Il doit être relevé que M. X du Montcel ne développe aucune contestation quant au montant des cotisations réclamées, ne se prévaut d’aucune erreur quant aux modalités de calcul de celles-ci.
Le jugement déféré doit par conséquent être confirmé en ce qu’il a validé la contrainte décernée par l’Urssaf.
Sur la contestation de l’amende civile
En vertu des dispositions de l’article 32-1 du code de procédure civile, celui qui agit en justice de manière dilatoire ou abusive peut être condamné à une amende civile d’un maximum de 10 000 euros sans préjudice des dommages-intérêts qui seraient réclamés.
Pour fonder sa décision, le tribunal a retenu que M. X du Montcel avait engagé une action abusive, car dépourvue de tout moyen sérieux en fait comme en droit, que la juridiction avait déjà eu à trancher un litige similaire opposant l’appelant à l’Urssaf et qu’enfin, M. X du Montcel avait délibérément refusé de participer à un débat contradictoire, exigeant une mise en état, avec injonction faite à l’Urssaf, avant toute évocation au fond, de produire des pièces, tout en indiquant avoir engagé une procédure en inscription de faux à l’encontre de l’huissier instrumentaire.
Il ressort de la décision que l’appelant s’était présenté devant le tribunal accompagné d’une personne disant être son représentant en qualité de président d’une association, que le tribunal ayant décidé de retenir l’affaire, l’un et l’autre avaient quitté la salle et n’étaient donc plus présents lorsque l’affaire a été évoquée.
Le fait de saisir une juridiction, puis de refuser le débat devant s’instaurer, au motif d’un refus de renvoi avec injonction, constitue effectivement une man’uvre dilatoire.

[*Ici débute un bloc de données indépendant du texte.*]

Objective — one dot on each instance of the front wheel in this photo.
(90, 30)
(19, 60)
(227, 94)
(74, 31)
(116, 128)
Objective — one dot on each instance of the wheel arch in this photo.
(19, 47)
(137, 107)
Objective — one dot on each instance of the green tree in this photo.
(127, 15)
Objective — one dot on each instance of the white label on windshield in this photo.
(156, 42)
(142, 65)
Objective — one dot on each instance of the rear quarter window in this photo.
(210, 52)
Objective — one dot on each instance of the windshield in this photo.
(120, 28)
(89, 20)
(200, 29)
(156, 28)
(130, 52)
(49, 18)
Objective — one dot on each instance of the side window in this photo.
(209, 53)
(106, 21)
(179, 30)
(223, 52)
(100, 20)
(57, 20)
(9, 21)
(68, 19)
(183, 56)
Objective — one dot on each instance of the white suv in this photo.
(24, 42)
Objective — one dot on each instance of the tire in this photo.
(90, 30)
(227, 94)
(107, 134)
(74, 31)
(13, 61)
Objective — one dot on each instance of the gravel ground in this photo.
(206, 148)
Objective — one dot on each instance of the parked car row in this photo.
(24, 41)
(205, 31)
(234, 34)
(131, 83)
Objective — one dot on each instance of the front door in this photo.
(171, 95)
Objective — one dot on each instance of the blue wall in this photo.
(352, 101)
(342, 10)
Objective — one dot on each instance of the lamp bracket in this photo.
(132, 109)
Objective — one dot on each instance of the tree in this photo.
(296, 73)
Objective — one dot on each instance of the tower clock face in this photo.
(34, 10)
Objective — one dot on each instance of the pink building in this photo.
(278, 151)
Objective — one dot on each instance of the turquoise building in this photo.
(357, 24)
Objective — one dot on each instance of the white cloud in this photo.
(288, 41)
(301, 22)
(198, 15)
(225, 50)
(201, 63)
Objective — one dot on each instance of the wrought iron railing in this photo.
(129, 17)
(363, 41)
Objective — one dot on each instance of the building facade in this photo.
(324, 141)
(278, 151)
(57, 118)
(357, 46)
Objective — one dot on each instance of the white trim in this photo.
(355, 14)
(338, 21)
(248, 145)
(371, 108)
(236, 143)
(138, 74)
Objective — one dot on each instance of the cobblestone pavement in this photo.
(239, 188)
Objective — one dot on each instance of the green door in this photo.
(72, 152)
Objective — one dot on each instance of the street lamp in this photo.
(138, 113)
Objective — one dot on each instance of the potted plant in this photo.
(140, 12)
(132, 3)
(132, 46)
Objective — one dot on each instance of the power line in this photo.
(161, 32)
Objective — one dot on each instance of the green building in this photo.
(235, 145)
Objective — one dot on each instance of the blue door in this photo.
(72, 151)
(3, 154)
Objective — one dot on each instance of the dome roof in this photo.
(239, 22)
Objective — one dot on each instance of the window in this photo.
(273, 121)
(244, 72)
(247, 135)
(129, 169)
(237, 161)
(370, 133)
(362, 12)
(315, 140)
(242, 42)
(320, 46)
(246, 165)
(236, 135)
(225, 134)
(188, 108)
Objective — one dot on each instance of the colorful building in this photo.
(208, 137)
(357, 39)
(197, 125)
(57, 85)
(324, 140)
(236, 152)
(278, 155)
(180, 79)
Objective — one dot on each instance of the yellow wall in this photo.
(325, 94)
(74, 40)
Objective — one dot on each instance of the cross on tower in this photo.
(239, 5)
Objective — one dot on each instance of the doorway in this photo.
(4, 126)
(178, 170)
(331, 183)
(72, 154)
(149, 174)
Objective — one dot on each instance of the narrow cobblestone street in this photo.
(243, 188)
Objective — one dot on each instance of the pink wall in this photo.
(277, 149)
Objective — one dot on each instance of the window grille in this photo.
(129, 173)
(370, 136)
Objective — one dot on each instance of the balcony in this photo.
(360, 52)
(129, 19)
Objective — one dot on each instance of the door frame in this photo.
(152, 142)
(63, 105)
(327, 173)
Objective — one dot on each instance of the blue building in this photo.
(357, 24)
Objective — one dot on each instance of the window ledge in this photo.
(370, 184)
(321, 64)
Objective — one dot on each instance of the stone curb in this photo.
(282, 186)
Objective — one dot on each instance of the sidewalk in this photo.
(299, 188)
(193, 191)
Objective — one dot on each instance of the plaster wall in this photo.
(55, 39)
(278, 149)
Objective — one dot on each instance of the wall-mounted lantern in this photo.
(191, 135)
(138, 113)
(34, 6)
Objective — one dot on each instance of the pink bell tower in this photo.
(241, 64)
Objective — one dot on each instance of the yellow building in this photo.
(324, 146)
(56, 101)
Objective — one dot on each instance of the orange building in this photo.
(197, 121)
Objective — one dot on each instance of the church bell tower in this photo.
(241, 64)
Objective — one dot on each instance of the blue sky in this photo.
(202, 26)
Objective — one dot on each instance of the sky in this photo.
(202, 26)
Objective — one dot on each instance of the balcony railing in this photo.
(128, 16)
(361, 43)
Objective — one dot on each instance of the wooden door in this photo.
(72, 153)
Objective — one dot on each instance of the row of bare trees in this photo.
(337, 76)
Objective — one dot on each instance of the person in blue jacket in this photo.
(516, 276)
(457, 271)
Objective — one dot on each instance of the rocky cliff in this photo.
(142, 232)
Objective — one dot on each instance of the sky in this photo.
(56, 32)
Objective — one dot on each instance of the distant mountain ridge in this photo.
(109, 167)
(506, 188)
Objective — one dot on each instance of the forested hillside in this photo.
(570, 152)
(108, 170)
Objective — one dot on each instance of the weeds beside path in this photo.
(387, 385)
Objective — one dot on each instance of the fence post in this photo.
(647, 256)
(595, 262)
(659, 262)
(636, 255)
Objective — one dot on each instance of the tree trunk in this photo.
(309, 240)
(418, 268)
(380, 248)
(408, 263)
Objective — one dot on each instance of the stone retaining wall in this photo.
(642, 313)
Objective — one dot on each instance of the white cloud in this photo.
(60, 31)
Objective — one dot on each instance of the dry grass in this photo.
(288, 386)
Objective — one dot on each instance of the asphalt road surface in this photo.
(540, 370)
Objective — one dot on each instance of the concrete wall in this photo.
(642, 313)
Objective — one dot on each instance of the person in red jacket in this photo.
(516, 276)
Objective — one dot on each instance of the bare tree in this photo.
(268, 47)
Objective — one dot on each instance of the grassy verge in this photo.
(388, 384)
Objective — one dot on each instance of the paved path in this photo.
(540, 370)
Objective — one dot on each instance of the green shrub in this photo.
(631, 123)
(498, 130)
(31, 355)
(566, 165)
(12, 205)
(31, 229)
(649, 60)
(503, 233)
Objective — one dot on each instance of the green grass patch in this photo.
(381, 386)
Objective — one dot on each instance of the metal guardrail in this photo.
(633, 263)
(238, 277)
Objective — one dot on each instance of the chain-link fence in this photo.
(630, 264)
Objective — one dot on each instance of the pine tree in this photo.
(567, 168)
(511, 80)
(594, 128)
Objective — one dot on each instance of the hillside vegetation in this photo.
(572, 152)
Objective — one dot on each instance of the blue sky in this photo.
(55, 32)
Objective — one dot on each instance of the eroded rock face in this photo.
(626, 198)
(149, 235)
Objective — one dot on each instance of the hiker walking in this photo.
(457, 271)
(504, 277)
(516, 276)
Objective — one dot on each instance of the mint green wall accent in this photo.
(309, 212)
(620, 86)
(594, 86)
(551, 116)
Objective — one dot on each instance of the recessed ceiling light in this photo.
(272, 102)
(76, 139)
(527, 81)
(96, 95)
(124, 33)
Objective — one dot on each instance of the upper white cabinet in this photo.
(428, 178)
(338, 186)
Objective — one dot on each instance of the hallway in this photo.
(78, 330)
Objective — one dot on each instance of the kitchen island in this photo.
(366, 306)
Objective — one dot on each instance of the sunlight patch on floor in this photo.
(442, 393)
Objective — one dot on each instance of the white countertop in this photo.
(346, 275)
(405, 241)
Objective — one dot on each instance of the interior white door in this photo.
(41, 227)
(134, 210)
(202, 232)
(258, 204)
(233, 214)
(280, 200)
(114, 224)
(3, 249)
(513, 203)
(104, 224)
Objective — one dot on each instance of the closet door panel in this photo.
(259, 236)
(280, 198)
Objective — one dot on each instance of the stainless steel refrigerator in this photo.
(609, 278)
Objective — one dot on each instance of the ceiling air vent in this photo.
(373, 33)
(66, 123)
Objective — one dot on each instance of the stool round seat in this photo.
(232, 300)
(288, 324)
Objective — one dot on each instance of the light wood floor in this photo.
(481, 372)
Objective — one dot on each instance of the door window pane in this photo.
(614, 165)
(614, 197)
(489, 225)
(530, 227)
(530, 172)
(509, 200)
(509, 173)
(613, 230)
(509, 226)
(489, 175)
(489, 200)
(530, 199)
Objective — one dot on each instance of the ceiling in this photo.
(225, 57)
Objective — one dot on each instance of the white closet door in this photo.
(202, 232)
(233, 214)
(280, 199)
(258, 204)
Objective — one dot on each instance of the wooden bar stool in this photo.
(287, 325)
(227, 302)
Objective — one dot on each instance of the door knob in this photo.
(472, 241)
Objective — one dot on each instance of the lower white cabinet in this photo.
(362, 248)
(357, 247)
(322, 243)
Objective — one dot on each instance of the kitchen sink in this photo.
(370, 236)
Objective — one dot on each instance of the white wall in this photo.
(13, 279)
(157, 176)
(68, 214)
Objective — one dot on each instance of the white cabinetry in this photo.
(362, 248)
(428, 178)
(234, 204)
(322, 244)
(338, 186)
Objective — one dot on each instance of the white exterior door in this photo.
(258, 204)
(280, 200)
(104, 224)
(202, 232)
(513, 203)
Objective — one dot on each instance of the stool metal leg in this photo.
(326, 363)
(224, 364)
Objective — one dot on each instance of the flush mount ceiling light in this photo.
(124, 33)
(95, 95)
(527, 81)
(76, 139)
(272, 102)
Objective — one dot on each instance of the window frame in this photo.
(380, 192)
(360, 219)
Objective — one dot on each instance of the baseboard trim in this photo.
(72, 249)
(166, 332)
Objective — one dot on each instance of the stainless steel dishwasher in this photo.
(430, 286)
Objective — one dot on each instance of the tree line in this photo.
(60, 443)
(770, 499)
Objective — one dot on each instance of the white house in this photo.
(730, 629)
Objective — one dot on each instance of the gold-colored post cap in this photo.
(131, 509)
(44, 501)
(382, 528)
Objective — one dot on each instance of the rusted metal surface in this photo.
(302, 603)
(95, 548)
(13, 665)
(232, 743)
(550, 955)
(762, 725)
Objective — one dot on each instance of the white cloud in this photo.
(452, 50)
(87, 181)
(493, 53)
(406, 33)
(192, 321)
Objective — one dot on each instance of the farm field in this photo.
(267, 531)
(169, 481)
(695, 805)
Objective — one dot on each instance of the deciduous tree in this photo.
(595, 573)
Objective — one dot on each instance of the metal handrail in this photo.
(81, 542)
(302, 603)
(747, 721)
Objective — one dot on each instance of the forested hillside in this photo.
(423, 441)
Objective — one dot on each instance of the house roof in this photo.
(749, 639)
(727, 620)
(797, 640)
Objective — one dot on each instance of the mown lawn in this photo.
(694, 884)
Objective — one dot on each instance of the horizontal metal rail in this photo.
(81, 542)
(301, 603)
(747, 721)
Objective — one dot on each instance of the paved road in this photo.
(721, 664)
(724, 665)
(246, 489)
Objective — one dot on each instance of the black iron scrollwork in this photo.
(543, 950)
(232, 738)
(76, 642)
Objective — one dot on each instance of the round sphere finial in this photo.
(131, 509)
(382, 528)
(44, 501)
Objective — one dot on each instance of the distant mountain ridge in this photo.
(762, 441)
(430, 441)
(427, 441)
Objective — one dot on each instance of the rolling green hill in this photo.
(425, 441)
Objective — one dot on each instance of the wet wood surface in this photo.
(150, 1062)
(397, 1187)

L’appelant tout en affirmant ne pas s’inscrire dans un mouvement de contestation de l’obligation d’affiliation, développe en réalité des moyens visant uniquement à remettre en cause cette obligation, et soutient contester le fait que lui soit imposé un organisme d’affiliation, ce qui de fait, revient à contester l’obligation d’affiliation, puisque le régime français impose un régime obligatoire.
Il ne conteste pas qu’une procédure similaire l’a déjà opposé à l’Urssaf.
Il ne conteste aucunement le montant des cotisations et contributions appelées dans leur montant.
Il convient dès lors de confirmer la décision en ce qu’elle a condamné M. X du Montcel à une amende civile.
Dépens
Conformément aux dispositions de l’article 696 du code de procédure civile, M. X du Montcel est condamné aux entiers dépens de l’instance.
Demande au titre de l’article 700 du code de procédure civile
L’appelant succombant en toutes ses demandes, il est débouté de celle qu’il formule au titre de l’article 700 du code de procédure civile.
PAR CES MOTIFS
La cour, statuant par arrêt rendu publiquement par mise à disposition au greffe, contradictoire, en dernier ressort,
Déboute M. X du Montcel de l’ensemble de ses demandes,
Confirme en toutes ses dispositions le jugement rendu par le tribunal judiciaire de Lille le 11 mars 2020,
Condamne M. X du Montcel aux entiers dépens de l’instance,
Le déboute de sa demande au titre de l’article 700 du code de procédure civile.